Дважды этот колосс пробовал остановить гусаров и дважды, отраженный превосходящей силой, должен был отступить наравне с другими. Наконец, собрав остатки своих казаков, он решил ударить с фланга по Кушелю и пробиться сквозь его драгунов в чистое поле. Но на всем пути теснились бегущие; спасение представлялось невозможным. Гусары должны были побросать копья и ожесточенно работали мечами. Битва превратилась в простую бойню, где труп падал на труп, конские копыта топтали умирающих. В некоторых местах люди так столпились, что не хватало места для замаха саблей; там уже действовали просто ножами. Вот послышались возгласы: "Помилуйте, ляхи!". Возгласы эти усиливались, заглушали стук мечей, лязг железа о железо, страшные стоны умирающих; "Помилуйте, ляхи!" — все отчаянней, все жалобней кричала толпа преследуемых, но милосердие было чуждо победителям; не кроткое солнце освещало их кровавый путь — зловещее зарево пожара.
Один Бурдабут не просил пощады. Ему не хватало места для битвы, и он ножом прокладывал себе дорогу. Казалось, его страшная рука не устанет раздавать удары направо и налево. "Колдун! Колдун!" — начали кричать гусары. — "Меч его не берет, заколдованный!" И правда, он с пеною у рта, с разгоревшимися глазами походил на одержимого. Вот он увидал Скшетуского и бросился на него.
Все затаили дух, прервали битву и не спускали глаз с двух доблестных рыцарей. Пан Ян не испугался при крике "колдун", он только почувствовал страшную злобу против врага, заскрежетал зубами и яростно кинулся навстречу атаману. Они столкнулись так сильно, что кони их присели на задние ноги. Раздался свист стали, и вдруг сабля атамана разлетелась в куски под ударом польского меча. Казалось, что уже никакая сила не спасет Бурдабута, но он подскочил к Скшетускому, ухватил его поперек тела и занес над его горлом свой страшный нож.

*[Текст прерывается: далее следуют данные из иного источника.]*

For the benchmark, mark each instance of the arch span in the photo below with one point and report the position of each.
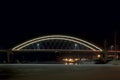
(57, 37)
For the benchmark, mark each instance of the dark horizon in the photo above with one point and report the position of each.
(95, 26)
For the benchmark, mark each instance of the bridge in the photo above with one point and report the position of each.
(60, 44)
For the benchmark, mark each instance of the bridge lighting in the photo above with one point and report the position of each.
(38, 46)
(98, 55)
(59, 37)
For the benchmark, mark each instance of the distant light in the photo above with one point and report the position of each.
(98, 55)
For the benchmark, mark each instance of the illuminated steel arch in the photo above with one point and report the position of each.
(78, 41)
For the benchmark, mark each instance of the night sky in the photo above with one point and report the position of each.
(19, 24)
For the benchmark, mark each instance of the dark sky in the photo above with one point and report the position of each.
(19, 23)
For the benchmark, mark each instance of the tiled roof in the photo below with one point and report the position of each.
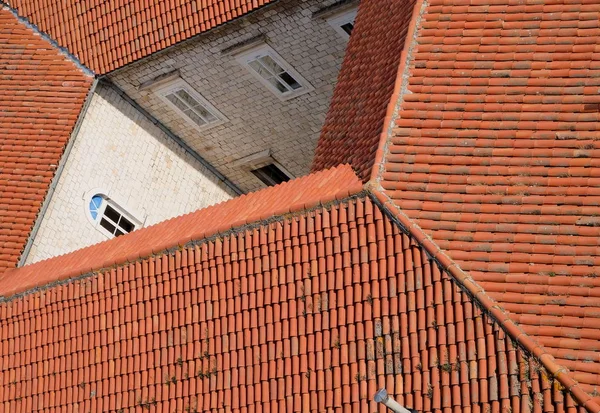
(495, 154)
(312, 311)
(41, 95)
(357, 112)
(106, 35)
(302, 193)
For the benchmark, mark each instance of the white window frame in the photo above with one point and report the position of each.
(338, 20)
(244, 58)
(274, 163)
(179, 84)
(116, 206)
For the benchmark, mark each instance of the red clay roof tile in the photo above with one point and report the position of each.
(494, 155)
(290, 197)
(41, 95)
(258, 320)
(107, 35)
(357, 112)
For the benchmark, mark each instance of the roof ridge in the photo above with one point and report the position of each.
(62, 50)
(300, 194)
(560, 372)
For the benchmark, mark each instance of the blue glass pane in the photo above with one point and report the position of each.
(96, 200)
(95, 204)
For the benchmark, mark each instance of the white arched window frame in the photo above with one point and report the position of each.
(109, 217)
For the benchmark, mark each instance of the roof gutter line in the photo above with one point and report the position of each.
(64, 51)
(57, 175)
(400, 88)
(108, 83)
(488, 304)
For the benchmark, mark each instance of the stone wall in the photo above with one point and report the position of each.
(120, 153)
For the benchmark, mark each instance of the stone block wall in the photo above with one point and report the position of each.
(119, 152)
(257, 118)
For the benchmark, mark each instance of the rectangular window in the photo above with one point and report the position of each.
(187, 102)
(115, 223)
(270, 175)
(109, 217)
(270, 68)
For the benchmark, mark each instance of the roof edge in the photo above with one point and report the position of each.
(108, 73)
(57, 175)
(62, 50)
(561, 373)
(400, 85)
(66, 268)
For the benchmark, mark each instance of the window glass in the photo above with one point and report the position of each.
(190, 104)
(110, 216)
(273, 71)
(270, 175)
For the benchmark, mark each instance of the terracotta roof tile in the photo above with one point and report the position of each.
(357, 112)
(494, 154)
(310, 312)
(41, 95)
(108, 35)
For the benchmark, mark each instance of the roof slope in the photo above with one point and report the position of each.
(309, 312)
(106, 35)
(365, 84)
(41, 95)
(288, 197)
(495, 154)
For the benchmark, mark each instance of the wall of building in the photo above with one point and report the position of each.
(120, 153)
(257, 118)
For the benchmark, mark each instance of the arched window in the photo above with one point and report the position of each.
(110, 217)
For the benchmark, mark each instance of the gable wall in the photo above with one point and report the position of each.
(120, 152)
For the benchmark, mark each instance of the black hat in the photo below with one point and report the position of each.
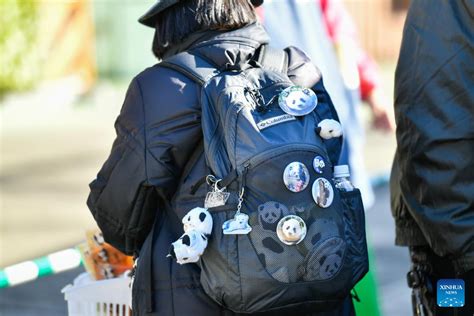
(149, 18)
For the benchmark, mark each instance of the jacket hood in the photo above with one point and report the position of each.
(225, 47)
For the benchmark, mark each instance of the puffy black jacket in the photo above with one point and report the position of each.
(432, 181)
(158, 131)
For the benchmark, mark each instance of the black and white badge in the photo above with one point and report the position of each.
(318, 164)
(297, 101)
(291, 230)
(296, 176)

Роли переменились. Теперь смерть заглядывала в глаза пана Скшетуского, теперь он не мог уже действовать мечом. Но быстрым движением он выпустил меч и своею рукою сдавил руку атамана. Минуту обе руки конвульсивно дергались в воздухе, но, видно, рука Скшетуского была сильней, атаман завыл, как волк, и все увидели, как нож выпал из его рук, словно зерно из высохшего колоса. Тогда Скшетуский выпустил его раздавленную руку, схватил противника за шиворот, пригнул его голову к самой луке седла, левою рукою выхватил буздыган, ударил раз… другой… Атаман захрипел и свалился с коня.